Friday, June 10, 2011

What's going on with interest rates?

I'm an amateur economist and investor with a lot of questions.  Here's one: What on Earth is happening with interest rates?  Why is the bond market driving US Treasury rates lower when the Federal Reserve is about to stop buying Treasury notes at the end of this month?  Wouldn't that dry up the money supply and force rates UP?

This is challenging my long-held view that US economic policy has been reckless and hyper-inflationary.  Is it possible that Ben Bernanke is right and without Quantitative Easing we would be in a deflationary spiral?  I know (and you know) that Bernanke knows a lot more about economics than most people, but come on - isn't there something nefarious going on inside that Federal building?

I am reminded that inflation is an oversimplification of a lot of different monetary forces at work.  There's a lot of difference between food inflation and rising home prices.  Rising prices of energy can suppress economic activity and reduce demand for all sorts of other things, and the net effect could be "no inflation".  And how it affects you may be totally different than how it affects me.

So let's focus on what those Federal Reserve bankers care about.  Remember this - when you can't understand something, look for a profit motive.  Most of the big banks are in trouble with the real estate market and stand to lose a lot of money and maybe collapse if their real estate loans aren't collateralized.  So one thing they will never do while they can stop it, is allow real estate prices nationwide to continue to spiral downward.

All that QE managed to do was to slow down the house price declines and drive up prices for a lot of other stuff (including stock prices).  Now that QE looks like it's completely out of favor and the new Tea Party mandate will probably suppress another round of easing, we SHOULD be seeing long-term rates (eg. mortgage rates) climbing and asset price declines accelerating.  Right?

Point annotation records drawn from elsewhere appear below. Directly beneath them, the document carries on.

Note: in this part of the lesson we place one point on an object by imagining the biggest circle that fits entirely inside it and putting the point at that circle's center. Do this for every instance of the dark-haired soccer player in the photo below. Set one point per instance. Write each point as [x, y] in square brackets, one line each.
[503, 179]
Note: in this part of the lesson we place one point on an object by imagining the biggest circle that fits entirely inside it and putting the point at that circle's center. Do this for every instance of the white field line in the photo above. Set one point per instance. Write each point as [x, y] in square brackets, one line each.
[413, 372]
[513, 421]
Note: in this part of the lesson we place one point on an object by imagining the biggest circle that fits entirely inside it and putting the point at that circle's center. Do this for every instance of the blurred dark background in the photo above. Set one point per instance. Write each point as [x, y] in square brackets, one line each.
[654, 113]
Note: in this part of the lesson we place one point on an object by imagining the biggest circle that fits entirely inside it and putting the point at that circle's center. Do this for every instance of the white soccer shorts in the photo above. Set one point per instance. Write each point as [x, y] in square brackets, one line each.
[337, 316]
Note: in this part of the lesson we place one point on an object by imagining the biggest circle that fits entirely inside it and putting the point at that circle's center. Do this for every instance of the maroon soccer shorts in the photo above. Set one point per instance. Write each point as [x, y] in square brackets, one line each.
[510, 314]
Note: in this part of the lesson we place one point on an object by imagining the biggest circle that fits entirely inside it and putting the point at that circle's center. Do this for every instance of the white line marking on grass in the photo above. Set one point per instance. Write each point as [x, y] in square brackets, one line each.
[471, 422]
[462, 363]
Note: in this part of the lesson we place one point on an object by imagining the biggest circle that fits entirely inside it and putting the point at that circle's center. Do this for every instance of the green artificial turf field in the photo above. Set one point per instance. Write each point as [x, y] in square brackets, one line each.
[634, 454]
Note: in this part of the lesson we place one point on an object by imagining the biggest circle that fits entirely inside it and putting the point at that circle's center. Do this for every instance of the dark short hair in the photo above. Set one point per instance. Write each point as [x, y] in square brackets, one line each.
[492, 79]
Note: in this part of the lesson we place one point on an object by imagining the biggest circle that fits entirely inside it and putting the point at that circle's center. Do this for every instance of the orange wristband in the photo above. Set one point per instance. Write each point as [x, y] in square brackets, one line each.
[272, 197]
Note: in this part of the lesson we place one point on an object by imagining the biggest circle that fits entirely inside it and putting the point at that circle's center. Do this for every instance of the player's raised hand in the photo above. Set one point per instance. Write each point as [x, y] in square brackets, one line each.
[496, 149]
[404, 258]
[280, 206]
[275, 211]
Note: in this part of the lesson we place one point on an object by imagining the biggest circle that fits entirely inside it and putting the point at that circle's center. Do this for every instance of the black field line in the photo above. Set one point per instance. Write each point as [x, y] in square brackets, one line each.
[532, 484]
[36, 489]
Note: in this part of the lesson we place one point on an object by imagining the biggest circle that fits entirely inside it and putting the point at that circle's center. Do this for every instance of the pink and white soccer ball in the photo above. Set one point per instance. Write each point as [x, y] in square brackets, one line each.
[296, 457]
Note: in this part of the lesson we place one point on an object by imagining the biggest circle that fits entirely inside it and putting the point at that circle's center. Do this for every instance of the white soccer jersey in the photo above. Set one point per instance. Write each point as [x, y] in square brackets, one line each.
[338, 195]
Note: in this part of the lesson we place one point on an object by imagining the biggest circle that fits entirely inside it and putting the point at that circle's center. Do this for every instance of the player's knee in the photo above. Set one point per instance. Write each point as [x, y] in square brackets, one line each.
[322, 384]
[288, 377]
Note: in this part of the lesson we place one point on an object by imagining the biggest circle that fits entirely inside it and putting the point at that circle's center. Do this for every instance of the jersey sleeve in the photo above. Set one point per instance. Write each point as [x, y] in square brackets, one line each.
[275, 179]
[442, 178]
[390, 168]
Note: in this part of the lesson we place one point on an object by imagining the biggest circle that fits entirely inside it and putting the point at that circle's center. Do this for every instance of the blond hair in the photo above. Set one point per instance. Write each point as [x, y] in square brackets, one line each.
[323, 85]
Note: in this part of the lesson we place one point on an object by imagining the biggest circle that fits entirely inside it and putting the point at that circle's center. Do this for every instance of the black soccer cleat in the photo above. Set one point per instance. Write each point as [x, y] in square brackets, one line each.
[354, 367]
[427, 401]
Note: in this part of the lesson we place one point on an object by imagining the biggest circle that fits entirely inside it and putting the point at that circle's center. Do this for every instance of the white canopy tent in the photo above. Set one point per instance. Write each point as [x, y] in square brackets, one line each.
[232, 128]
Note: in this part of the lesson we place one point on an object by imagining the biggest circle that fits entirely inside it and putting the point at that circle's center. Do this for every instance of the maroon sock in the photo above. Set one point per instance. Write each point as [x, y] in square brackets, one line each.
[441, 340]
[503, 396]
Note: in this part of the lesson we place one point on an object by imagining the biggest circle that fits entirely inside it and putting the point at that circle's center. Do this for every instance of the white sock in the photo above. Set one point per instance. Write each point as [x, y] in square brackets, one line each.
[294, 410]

Well, all that could happen tomorrow, or not.  But I have to consider that Mr. Market (who consistently proves to be smarter than even the likes of Mr. Bernanke) may be telling us that economic weakness and deflation is a real possibility.  I also have to think that there are more and more of you who would like to pay less for pizza and rent, and less of you that care about your shrinking or non-existent home equity and 401Ks.  Well you probably won't like the next few years anyway - house prices will continue to decline and food prices will continue to rise because of all that foolish economic policy in the past.  Until the home/hamburger ratio returns to what it was before the Keynesian Economists went wild, and until average people can afford average homes without fraudulent loans at artificially low rates.  That could be a long time from now.